In 1870 was ‘de Paternoster’, het café ernaast, nog slechts een water- en vuurhuis. De eigenaar maakte er later een café van.12 De buren aan de andere kant, thans Markt 14, hadden ook een hoeden- en pettenzaak. Het waren Johannes Adriaan Merx en zijn vrouw Maria Antonia van Nederop.13
Waarschijnlijk al vanaf begin jaren ’60, maar zeker vanaf 1870 zat er op het huidige Markt 12, in het pand ‘de Wereld’, een ‘hoedenfabriek’ van Fredericus Carolus (Fritz) Schull.14 Op één van de oudste foto’s van de Bossche Markt van 1868 is deze hoedenfabriek al te zien.

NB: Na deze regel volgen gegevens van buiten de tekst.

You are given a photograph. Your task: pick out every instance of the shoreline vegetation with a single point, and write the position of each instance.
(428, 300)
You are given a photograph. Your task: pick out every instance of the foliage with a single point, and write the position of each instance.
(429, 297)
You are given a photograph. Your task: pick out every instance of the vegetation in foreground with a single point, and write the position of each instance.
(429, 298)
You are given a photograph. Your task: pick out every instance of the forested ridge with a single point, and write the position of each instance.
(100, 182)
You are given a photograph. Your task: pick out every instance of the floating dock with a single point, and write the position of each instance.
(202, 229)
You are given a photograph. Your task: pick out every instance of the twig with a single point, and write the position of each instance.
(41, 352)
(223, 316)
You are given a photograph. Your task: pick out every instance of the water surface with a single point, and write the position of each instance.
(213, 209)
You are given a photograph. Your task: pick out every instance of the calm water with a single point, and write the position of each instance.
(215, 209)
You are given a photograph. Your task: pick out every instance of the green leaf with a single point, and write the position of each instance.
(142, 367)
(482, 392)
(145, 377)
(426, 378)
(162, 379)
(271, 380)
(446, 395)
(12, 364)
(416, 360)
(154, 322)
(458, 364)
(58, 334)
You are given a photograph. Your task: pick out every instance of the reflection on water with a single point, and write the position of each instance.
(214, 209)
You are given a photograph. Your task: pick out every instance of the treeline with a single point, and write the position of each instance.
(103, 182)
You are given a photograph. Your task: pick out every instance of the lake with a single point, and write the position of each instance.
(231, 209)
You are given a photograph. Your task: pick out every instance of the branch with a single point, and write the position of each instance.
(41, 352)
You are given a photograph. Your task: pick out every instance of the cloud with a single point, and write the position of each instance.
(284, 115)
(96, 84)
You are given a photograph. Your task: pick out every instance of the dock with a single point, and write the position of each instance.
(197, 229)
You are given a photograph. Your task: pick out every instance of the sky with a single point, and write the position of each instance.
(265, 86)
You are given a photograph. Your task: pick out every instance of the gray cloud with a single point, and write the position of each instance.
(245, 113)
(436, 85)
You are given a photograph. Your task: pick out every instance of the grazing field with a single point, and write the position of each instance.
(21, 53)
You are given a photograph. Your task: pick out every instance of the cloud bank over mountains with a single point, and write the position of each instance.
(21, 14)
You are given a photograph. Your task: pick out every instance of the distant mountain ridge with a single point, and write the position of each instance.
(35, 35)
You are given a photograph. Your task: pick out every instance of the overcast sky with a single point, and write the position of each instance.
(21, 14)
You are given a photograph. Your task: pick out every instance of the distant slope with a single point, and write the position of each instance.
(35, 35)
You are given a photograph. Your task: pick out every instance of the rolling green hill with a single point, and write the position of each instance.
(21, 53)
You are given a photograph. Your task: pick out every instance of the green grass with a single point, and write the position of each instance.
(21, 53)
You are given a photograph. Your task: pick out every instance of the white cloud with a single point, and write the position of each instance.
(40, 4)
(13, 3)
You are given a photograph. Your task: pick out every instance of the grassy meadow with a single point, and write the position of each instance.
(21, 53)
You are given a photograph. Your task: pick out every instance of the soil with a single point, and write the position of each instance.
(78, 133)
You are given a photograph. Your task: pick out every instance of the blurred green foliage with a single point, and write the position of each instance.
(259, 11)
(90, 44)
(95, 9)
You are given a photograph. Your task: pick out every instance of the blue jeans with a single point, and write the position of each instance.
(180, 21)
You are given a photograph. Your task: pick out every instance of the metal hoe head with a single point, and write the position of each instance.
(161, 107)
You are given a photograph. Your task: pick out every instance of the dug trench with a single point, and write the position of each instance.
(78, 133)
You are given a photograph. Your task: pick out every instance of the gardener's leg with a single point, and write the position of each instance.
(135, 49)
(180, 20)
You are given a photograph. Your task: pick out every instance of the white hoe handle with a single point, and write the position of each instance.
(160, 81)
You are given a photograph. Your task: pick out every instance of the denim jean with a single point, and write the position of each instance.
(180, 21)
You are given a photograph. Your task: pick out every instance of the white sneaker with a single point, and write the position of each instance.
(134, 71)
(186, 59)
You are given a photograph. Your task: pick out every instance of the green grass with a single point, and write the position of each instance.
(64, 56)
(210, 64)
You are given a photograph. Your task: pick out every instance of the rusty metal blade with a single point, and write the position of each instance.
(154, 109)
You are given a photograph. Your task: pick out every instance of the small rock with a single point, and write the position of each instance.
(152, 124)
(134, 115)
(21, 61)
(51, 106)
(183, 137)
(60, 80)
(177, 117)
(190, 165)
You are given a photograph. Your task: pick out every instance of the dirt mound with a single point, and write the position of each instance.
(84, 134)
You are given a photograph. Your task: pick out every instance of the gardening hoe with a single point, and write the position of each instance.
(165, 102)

We zien ook duidelijk dat het pand van Christ op de 3e etage een klokgevel had met in het midden één raam.15 Op een foto uit 1883 is de klokgevel verdwenen en vervangen door een rechte volwaardige verdieping met daarboven een puntdak. Er heeft dus een ingrijpende verbouwing plaatsgevonden. In 1914 volgt weer een grote verbouwing (zie hierna).
's-Hertogenbosch: blok op de Markt 1868: derde pandje van links met klokgevel is van Christ Boelens, links op de hoek de hoedenfabriek van Schull, rechts van Christ: de Paternoster, groot gebouw achter: de boterhal aan de Pensmarkt, die in de steigers staat (palen).
Drie panden naast elkaar, een en al hoeden en pettten. Werkten Merx en Boelens nauw samen met de fabriek van Schull? Werkte Schull hoofdzakelijk voor deze twee winkels? Schull heeft er tot 1884 gezeten.16 De kelders van Markt 12 en 14 zijn altijd verhuurd geweest. Er woonden hele gezinnen. De kelder van Christ was daarvoor te klein. De kelderluiken stonden open bij mooi weer en er werd zelfs handel gedreven in de kelders, dus wat dat betreft was het wel een druk stoepje.
1862, 7 maart:
Hij leent f 1200 van Laurentius Martinus Spee, koopman, een bekende van de familie. Als onderpand brengt hij in zijn pand op de Markt. De rente is 5 % per jaar.17
Op 3 juli 1864 overlijdt Nelly in het kraambed bij de geboorte van een naar haar genoemde dochter. Christ is dus op 33-jarige leeftijd al weduwnaar en blijft met drie zoontjes en een dochtertje achter.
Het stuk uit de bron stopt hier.